Labeling training data with non-Latin characters

Hi! I am using a dataset of museum images from a Korean dataset. When I load the images using the ImageDataLoader, I have a function that labels each image based on the category of the image - but these words are in Korean.

data = ImageDataBunch.from_name_func(PATH/'data/images', fnames, label_func = func, ds_tfms=get_transforms(), size=224, bs=bs).normalize(imagenet_stats) data.show_batch(rows=3, figsize=(7,6))

These are some of the errors I am seeing:
UserWarning: You are labelling your items with CategoryList.
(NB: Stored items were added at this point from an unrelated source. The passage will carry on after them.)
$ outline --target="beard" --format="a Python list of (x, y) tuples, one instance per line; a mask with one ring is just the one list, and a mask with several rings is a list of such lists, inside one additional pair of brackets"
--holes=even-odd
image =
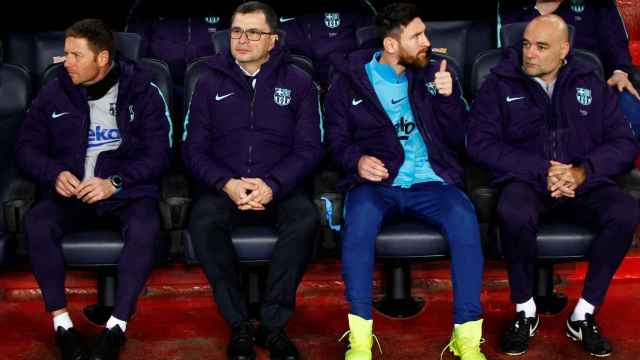
[(416, 55), (409, 55), (404, 49), (400, 49), (398, 64), (405, 68), (422, 69), (427, 66), (429, 55), (427, 50), (419, 51)]

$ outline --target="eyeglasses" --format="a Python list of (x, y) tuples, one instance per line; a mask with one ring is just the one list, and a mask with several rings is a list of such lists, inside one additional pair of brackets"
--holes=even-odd
[(242, 34), (247, 34), (247, 39), (251, 41), (258, 41), (262, 37), (262, 35), (275, 35), (274, 32), (264, 32), (258, 29), (248, 29), (244, 30), (239, 27), (232, 27), (229, 29), (229, 33), (231, 34), (232, 39), (240, 39)]

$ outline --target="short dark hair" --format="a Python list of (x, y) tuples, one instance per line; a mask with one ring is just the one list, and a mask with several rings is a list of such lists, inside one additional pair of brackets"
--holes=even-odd
[(418, 8), (411, 3), (389, 4), (376, 16), (376, 28), (382, 39), (397, 32), (401, 26), (407, 26), (413, 19), (420, 17)]
[(113, 32), (100, 19), (80, 20), (65, 30), (64, 37), (65, 39), (68, 37), (87, 39), (89, 47), (96, 54), (107, 50), (109, 52), (109, 61), (115, 55)]
[(273, 10), (271, 6), (260, 1), (247, 1), (246, 3), (240, 4), (240, 6), (236, 8), (236, 11), (233, 12), (231, 22), (233, 22), (236, 14), (251, 14), (256, 12), (264, 14), (264, 17), (267, 19), (267, 25), (269, 25), (269, 31), (276, 32), (276, 30), (278, 30), (278, 15), (276, 15), (276, 11)]

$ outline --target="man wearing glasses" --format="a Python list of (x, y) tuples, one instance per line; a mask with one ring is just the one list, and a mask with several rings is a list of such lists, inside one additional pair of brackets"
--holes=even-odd
[[(322, 156), (318, 94), (277, 46), (277, 19), (256, 1), (236, 9), (230, 53), (210, 61), (185, 118), (182, 154), (197, 188), (189, 232), (232, 328), (229, 359), (254, 359), (254, 337), (272, 359), (298, 359), (284, 327), (319, 222), (302, 190)], [(256, 222), (274, 224), (278, 241), (254, 332), (230, 233)]]

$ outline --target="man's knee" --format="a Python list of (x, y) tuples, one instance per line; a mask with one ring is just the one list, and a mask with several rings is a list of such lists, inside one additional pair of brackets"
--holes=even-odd
[(24, 218), (25, 233), (27, 240), (38, 237), (42, 232), (52, 234), (52, 230), (61, 228), (61, 219), (55, 207), (51, 206), (48, 201), (36, 204)]
[(138, 246), (152, 246), (160, 235), (160, 214), (155, 204), (139, 206), (123, 219), (123, 235), (127, 242)]
[(636, 201), (627, 194), (621, 194), (619, 199), (607, 204), (603, 211), (603, 225), (611, 226), (624, 231), (632, 232), (638, 225), (640, 211)]
[(376, 221), (382, 217), (382, 201), (375, 185), (361, 185), (351, 190), (345, 202), (345, 222)]
[(189, 228), (203, 229), (228, 224), (231, 213), (226, 199), (218, 196), (203, 196), (193, 206)]
[(471, 200), (465, 193), (451, 187), (447, 196), (443, 198), (442, 208), (446, 211), (448, 219), (455, 219), (456, 223), (464, 223), (470, 226), (477, 225), (478, 218)]
[(538, 209), (533, 190), (524, 184), (512, 184), (502, 191), (496, 215), (501, 224), (511, 228), (536, 226)]

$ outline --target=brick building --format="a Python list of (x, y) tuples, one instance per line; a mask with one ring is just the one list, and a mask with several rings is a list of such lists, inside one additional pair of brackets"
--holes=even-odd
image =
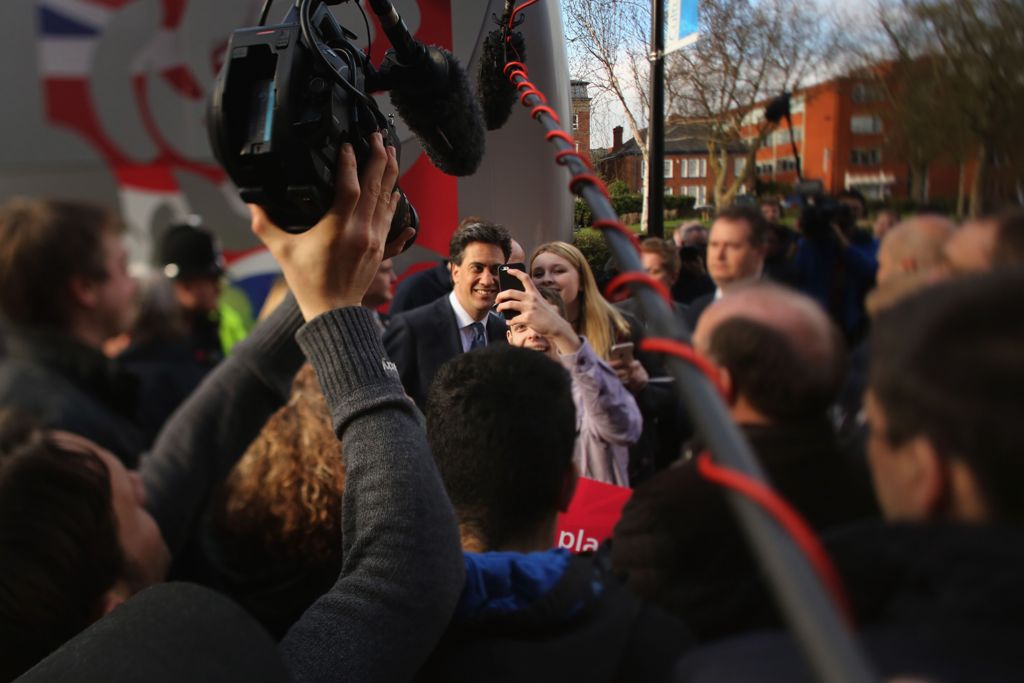
[[(821, 180), (826, 192), (856, 189), (870, 200), (910, 196), (910, 169), (887, 144), (889, 105), (872, 80), (843, 77), (806, 88), (794, 95), (791, 110), (804, 178)], [(762, 116), (762, 108), (748, 115), (746, 135), (754, 135)], [(797, 181), (785, 121), (758, 150), (756, 163), (760, 180), (784, 185)], [(966, 171), (965, 186), (973, 165), (968, 164)], [(958, 166), (933, 163), (928, 169), (927, 196), (929, 200), (954, 199), (959, 183)]]
[[(636, 140), (622, 140), (622, 126), (612, 130), (613, 142), (597, 162), (597, 170), (608, 182), (621, 180), (633, 192), (641, 192), (647, 169)], [(646, 139), (647, 131), (641, 131)], [(729, 150), (728, 170), (743, 170), (743, 147)], [(714, 178), (708, 173), (707, 127), (670, 118), (665, 125), (665, 194), (689, 195), (696, 206), (714, 200)]]
[(572, 85), (572, 137), (576, 151), (590, 158), (590, 95), (587, 81), (571, 81)]

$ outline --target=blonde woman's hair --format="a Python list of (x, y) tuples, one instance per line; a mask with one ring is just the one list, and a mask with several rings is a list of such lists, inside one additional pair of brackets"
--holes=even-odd
[(530, 257), (530, 272), (533, 262), (544, 253), (560, 256), (572, 264), (580, 278), (579, 309), (580, 317), (576, 321), (576, 331), (586, 337), (590, 346), (603, 360), (609, 359), (612, 344), (620, 336), (629, 337), (629, 323), (617, 308), (605, 301), (597, 288), (594, 272), (590, 270), (583, 253), (567, 242), (548, 242), (537, 247)]

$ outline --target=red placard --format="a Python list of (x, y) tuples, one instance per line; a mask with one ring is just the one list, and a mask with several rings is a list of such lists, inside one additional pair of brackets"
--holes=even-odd
[(580, 478), (569, 509), (558, 515), (555, 544), (574, 553), (597, 550), (611, 538), (633, 489)]

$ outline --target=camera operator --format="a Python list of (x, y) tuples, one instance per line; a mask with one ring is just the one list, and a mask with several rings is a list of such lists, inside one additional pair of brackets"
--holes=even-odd
[(850, 205), (816, 199), (800, 214), (804, 239), (793, 257), (797, 286), (828, 311), (854, 346), (867, 331), (864, 298), (874, 286), (877, 266), (850, 243), (856, 227)]
[[(240, 344), (175, 413), (138, 474), (66, 432), (2, 435), (0, 583), (10, 599), (0, 602), (0, 675), (19, 674), (166, 578), (207, 492), (288, 396), (302, 362), (296, 339), (345, 444), (345, 562), (280, 652), (293, 680), (402, 680), (433, 649), (464, 570), (417, 412), (360, 306), (382, 254), (412, 232), (385, 252), (398, 164), (379, 134), (370, 151), (360, 182), (355, 154), (343, 147), (334, 205), (305, 233), (286, 234), (253, 207), (253, 231), (281, 264), (302, 315), (289, 300)], [(72, 677), (74, 661), (66, 666)]]

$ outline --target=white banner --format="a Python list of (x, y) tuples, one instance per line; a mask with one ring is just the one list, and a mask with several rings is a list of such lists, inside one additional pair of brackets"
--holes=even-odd
[(665, 54), (697, 42), (698, 3), (699, 0), (669, 0)]

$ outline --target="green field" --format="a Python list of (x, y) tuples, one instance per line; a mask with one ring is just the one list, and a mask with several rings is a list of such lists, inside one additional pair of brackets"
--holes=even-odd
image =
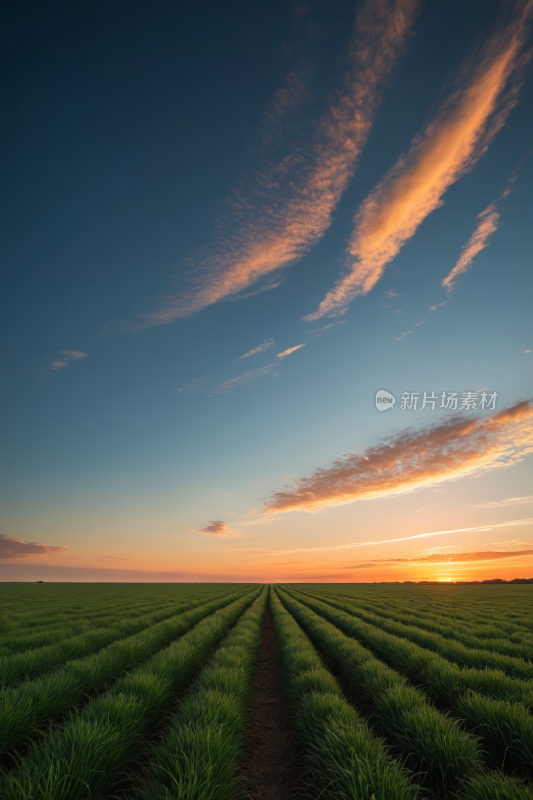
[[(533, 800), (533, 586), (21, 583), (0, 603), (2, 800)], [(260, 652), (281, 679), (254, 703)], [(261, 777), (260, 702), (290, 728), (290, 787)]]

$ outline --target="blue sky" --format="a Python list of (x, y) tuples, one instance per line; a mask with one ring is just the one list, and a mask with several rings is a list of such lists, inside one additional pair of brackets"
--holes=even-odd
[[(4, 580), (533, 574), (532, 11), (387, 0), (377, 24), (375, 8), (8, 12)], [(399, 407), (483, 390), (496, 407), (461, 412), (478, 427), (460, 441), (438, 405)], [(436, 425), (453, 453), (420, 444)], [(384, 442), (394, 465), (372, 461)], [(354, 472), (328, 472), (347, 453)], [(457, 533), (408, 540), (441, 530)], [(307, 552), (369, 540), (385, 543)], [(462, 555), (428, 566), (426, 545)]]

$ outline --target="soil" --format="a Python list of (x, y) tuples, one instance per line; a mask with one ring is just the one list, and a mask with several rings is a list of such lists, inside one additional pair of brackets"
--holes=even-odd
[(244, 753), (235, 796), (251, 800), (291, 800), (297, 794), (296, 743), (283, 693), (278, 646), (267, 607), (259, 665), (252, 692)]

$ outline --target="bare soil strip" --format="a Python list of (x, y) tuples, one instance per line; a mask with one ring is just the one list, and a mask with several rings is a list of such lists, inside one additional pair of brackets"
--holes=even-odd
[(296, 743), (283, 693), (278, 645), (267, 606), (236, 798), (291, 800), (299, 778)]

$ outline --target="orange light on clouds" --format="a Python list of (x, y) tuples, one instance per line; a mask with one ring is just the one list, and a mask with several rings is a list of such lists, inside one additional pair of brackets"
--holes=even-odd
[[(445, 191), (485, 152), (517, 102), (519, 75), (504, 90), (531, 56), (522, 51), (532, 10), (531, 0), (517, 3), (509, 24), (466, 61), (434, 119), (362, 203), (348, 246), (350, 271), (305, 319), (342, 314), (356, 295), (369, 292), (423, 220), (442, 204)], [(494, 216), (484, 221), (490, 232), (494, 223)]]

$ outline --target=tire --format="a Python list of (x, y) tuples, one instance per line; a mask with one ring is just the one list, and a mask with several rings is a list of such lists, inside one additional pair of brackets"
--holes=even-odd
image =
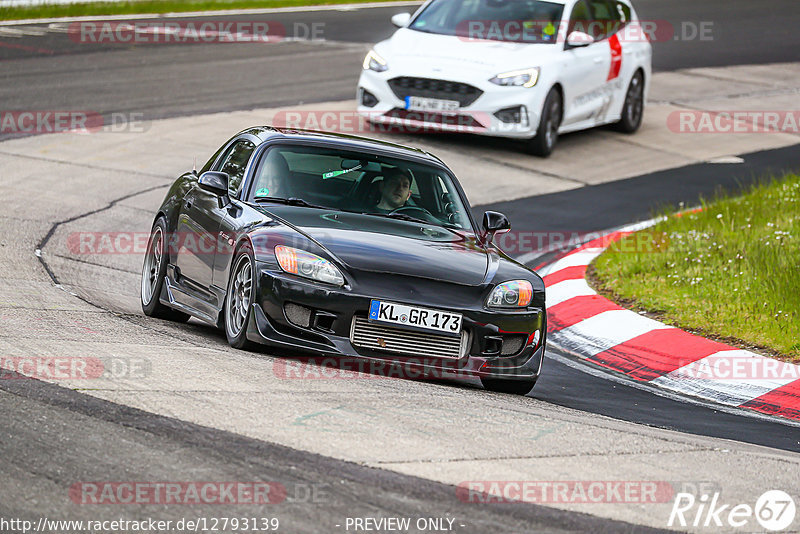
[(642, 125), (644, 117), (644, 74), (636, 71), (625, 93), (625, 104), (622, 105), (622, 117), (615, 124), (622, 133), (632, 134)]
[(144, 262), (142, 263), (142, 284), (139, 300), (142, 303), (142, 311), (145, 315), (185, 323), (191, 317), (188, 313), (173, 310), (159, 300), (161, 289), (164, 287), (164, 277), (167, 274), (167, 264), (169, 264), (169, 253), (164, 247), (166, 235), (167, 221), (164, 217), (159, 217), (153, 225), (153, 229), (150, 231), (150, 239), (147, 241), (147, 251), (144, 254)]
[(561, 93), (554, 87), (547, 93), (542, 106), (542, 116), (536, 137), (528, 141), (528, 151), (540, 158), (549, 157), (558, 142), (558, 128), (561, 126), (561, 115), (564, 109)]
[(512, 395), (527, 395), (536, 385), (536, 379), (503, 380), (500, 378), (481, 378), (481, 383), (489, 391), (510, 393)]
[(251, 350), (256, 344), (247, 339), (247, 325), (253, 309), (255, 261), (250, 247), (243, 246), (234, 256), (225, 295), (225, 336), (235, 349)]

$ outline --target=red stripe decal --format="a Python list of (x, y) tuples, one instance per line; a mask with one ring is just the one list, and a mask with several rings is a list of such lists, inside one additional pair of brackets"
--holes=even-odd
[(650, 381), (722, 350), (731, 347), (668, 328), (642, 334), (589, 360), (636, 380)]
[(608, 71), (607, 81), (610, 82), (619, 76), (619, 71), (622, 69), (622, 45), (617, 34), (608, 39), (608, 45), (611, 47), (611, 68)]
[(789, 382), (760, 397), (747, 401), (741, 408), (750, 408), (768, 415), (800, 420), (800, 380)]
[(600, 295), (573, 297), (547, 309), (547, 330), (557, 332), (600, 313), (621, 309)]

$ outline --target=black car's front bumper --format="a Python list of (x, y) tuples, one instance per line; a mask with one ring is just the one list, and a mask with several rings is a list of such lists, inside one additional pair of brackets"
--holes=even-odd
[[(408, 278), (391, 275), (362, 274), (352, 287), (332, 288), (284, 273), (258, 272), (247, 337), (291, 355), (299, 352), (391, 362), (416, 374), (430, 371), (442, 378), (532, 380), (541, 371), (546, 342), (543, 305), (523, 311), (491, 311), (482, 306), (486, 287), (465, 288), (423, 279), (409, 282)], [(457, 358), (417, 357), (354, 345), (353, 317), (366, 318), (372, 299), (462, 314), (466, 350)], [(311, 310), (307, 326), (298, 325), (296, 319), (290, 321), (287, 303)]]

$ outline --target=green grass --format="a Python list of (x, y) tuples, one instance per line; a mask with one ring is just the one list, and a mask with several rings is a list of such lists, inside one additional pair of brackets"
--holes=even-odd
[(329, 4), (363, 3), (375, 0), (131, 0), (128, 2), (86, 2), (80, 4), (41, 4), (0, 8), (0, 20), (78, 17), (93, 15), (138, 15), (142, 13), (180, 13), (220, 9), (252, 9)]
[(592, 283), (667, 323), (800, 363), (800, 176), (702, 207), (609, 247)]

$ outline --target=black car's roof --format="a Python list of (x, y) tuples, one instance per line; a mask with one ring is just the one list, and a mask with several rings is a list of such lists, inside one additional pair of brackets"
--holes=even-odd
[(423, 158), (428, 159), (432, 162), (443, 164), (442, 160), (431, 154), (430, 152), (426, 152), (420, 148), (413, 148), (405, 145), (400, 145), (397, 143), (390, 143), (389, 141), (381, 141), (379, 139), (370, 139), (369, 137), (361, 137), (358, 135), (350, 135), (350, 134), (343, 134), (337, 132), (320, 132), (316, 130), (302, 130), (298, 128), (278, 128), (274, 126), (254, 126), (252, 128), (247, 128), (239, 132), (238, 135), (241, 134), (251, 134), (262, 141), (268, 141), (270, 139), (274, 139), (276, 137), (281, 137), (285, 139), (296, 139), (298, 141), (302, 140), (326, 140), (326, 141), (334, 141), (336, 144), (340, 144), (347, 148), (354, 148), (354, 149), (380, 149), (384, 152), (391, 152), (393, 155), (396, 156), (411, 156), (415, 158)]

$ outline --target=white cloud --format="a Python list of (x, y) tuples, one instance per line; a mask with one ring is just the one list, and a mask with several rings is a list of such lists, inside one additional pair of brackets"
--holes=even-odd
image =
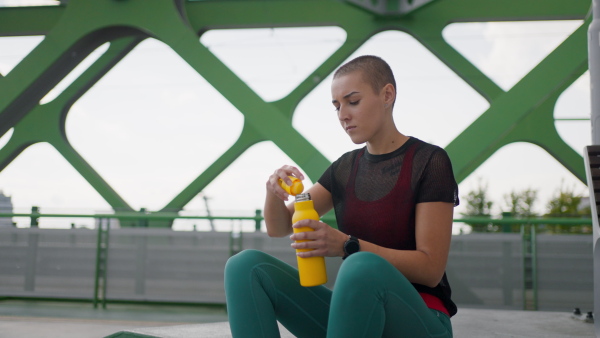
[(210, 30), (200, 39), (265, 101), (285, 97), (346, 39), (339, 27)]
[(487, 23), (483, 38), (492, 47), (481, 70), (508, 90), (580, 25), (580, 21)]
[(0, 7), (57, 6), (59, 0), (0, 0)]
[(0, 149), (2, 149), (12, 137), (15, 128), (10, 128), (2, 137), (0, 137)]
[(43, 36), (0, 37), (0, 74), (10, 73), (42, 40)]
[(582, 21), (454, 23), (444, 39), (504, 90), (510, 89)]

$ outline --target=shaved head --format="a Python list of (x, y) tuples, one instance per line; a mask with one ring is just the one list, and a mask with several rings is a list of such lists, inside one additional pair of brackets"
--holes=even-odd
[(335, 80), (355, 71), (362, 72), (363, 80), (373, 88), (376, 94), (388, 83), (392, 84), (394, 91), (396, 91), (396, 79), (394, 79), (392, 69), (387, 62), (378, 56), (363, 55), (348, 61), (335, 71), (333, 79)]

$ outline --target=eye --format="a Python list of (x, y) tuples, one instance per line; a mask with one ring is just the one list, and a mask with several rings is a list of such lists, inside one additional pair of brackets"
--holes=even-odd
[(340, 107), (339, 106), (334, 106), (333, 109), (337, 112), (340, 111)]
[(356, 101), (350, 101), (348, 103), (350, 103), (351, 106), (356, 106), (359, 102), (360, 102), (360, 100), (356, 100)]

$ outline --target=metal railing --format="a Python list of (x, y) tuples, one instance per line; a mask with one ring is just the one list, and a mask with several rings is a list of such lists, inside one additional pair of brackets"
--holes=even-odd
[[(502, 232), (510, 233), (511, 225), (519, 225), (519, 233), (522, 239), (523, 259), (523, 309), (538, 310), (538, 250), (537, 235), (538, 226), (562, 225), (567, 227), (592, 226), (592, 219), (587, 217), (553, 217), (553, 218), (503, 218), (469, 217), (455, 219), (454, 222), (465, 224), (493, 224), (503, 226)], [(589, 235), (591, 236), (591, 228)], [(592, 252), (590, 252), (592, 255)]]
[[(156, 220), (175, 220), (175, 219), (195, 219), (195, 220), (239, 220), (251, 221), (254, 223), (254, 231), (261, 231), (264, 218), (260, 210), (256, 210), (253, 216), (186, 216), (177, 213), (137, 213), (137, 212), (117, 212), (114, 214), (41, 214), (37, 209), (31, 213), (0, 213), (0, 217), (28, 217), (31, 219), (31, 227), (39, 227), (40, 218), (93, 218), (97, 219), (97, 243), (96, 243), (96, 264), (94, 276), (94, 294), (92, 302), (96, 307), (98, 304), (106, 306), (107, 297), (107, 264), (109, 248), (110, 219), (119, 220), (137, 220), (137, 224), (148, 224), (148, 221)], [(335, 224), (335, 219), (324, 217), (323, 221)], [(523, 266), (523, 307), (525, 309), (538, 309), (538, 256), (537, 256), (537, 227), (540, 225), (566, 225), (581, 226), (591, 225), (590, 218), (488, 218), (488, 217), (470, 217), (455, 219), (455, 223), (465, 224), (494, 224), (499, 226), (519, 225), (520, 236), (522, 238), (522, 266)], [(504, 227), (504, 231), (508, 228)], [(229, 255), (233, 255), (244, 248), (242, 236), (234, 233), (233, 229), (229, 231)], [(591, 252), (590, 252), (591, 255)]]

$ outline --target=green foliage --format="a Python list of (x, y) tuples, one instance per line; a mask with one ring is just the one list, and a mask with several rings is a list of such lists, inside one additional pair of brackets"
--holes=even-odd
[[(581, 208), (582, 195), (575, 193), (575, 189), (565, 187), (561, 183), (560, 188), (546, 205), (547, 213), (544, 217), (590, 217), (590, 207)], [(589, 225), (552, 225), (544, 229), (547, 233), (576, 233), (589, 234), (592, 228)]]
[[(546, 213), (543, 217), (551, 218), (585, 218), (590, 217), (590, 207), (582, 207), (581, 203), (584, 196), (577, 194), (574, 188), (566, 187), (561, 184), (555, 195), (546, 205)], [(511, 218), (532, 218), (539, 215), (534, 211), (534, 206), (538, 200), (538, 191), (528, 188), (521, 191), (513, 190), (510, 194), (504, 195), (504, 207), (502, 216)], [(481, 179), (477, 188), (470, 191), (463, 201), (466, 203), (466, 212), (461, 215), (468, 217), (491, 217), (491, 209), (494, 205), (488, 198), (488, 185)], [(520, 232), (521, 224), (498, 226), (492, 223), (467, 223), (471, 226), (472, 232)], [(589, 225), (540, 225), (538, 232), (542, 233), (569, 233), (569, 234), (590, 234), (592, 228)]]
[(576, 195), (573, 190), (563, 186), (556, 195), (548, 202), (548, 216), (569, 217), (579, 214), (579, 204), (582, 196)]
[[(508, 206), (506, 213), (507, 217), (514, 218), (530, 218), (537, 214), (533, 211), (533, 206), (537, 201), (537, 190), (531, 188), (522, 191), (511, 191), (510, 194), (504, 195), (504, 203)], [(504, 232), (520, 232), (520, 224), (512, 224), (502, 227)]]
[[(494, 202), (488, 199), (487, 194), (488, 185), (479, 179), (477, 188), (470, 191), (464, 199), (467, 203), (467, 211), (461, 215), (464, 217), (491, 217)], [(467, 225), (471, 226), (473, 232), (490, 232), (497, 228), (491, 223), (467, 223)]]
[(477, 189), (469, 192), (467, 195), (467, 212), (463, 215), (489, 216), (494, 203), (488, 200), (487, 191), (488, 185), (483, 184), (481, 180), (479, 180)]
[(508, 195), (504, 195), (504, 202), (508, 205), (512, 217), (534, 217), (537, 214), (533, 211), (533, 205), (537, 201), (537, 190), (531, 188), (520, 192), (512, 191)]

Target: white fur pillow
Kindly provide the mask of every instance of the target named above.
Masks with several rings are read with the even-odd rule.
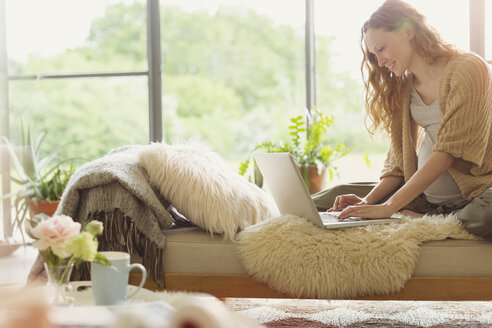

Your valid set contained the following unknown labels, the corresponding items have been discarded. 석 gray schist, 나무 나무에 채색, 도자기010 if getattr(ds, 'warn', False): warn(ds.warn) /Users/...../anaconda3/lib/python3.7/site-packages/matplotlib/backends/ RuntimeWarning: Glyph 53664 missing from current font. font.set_text(s, 0.0, flags=flags) ... ...

I changed the func function to return just a random english word instead for the label, and then I don’t have these issues anymore.

Is there a way for me to specify that the label I want is in a non-Latin character?

Hi hellogoodbye hope all is well.
Not sure if you have sorted this problem.
Could you use some sort of codec? Like the ones in the link to do some conversion.

Cheers mrfabulous1 :smiley::smiley: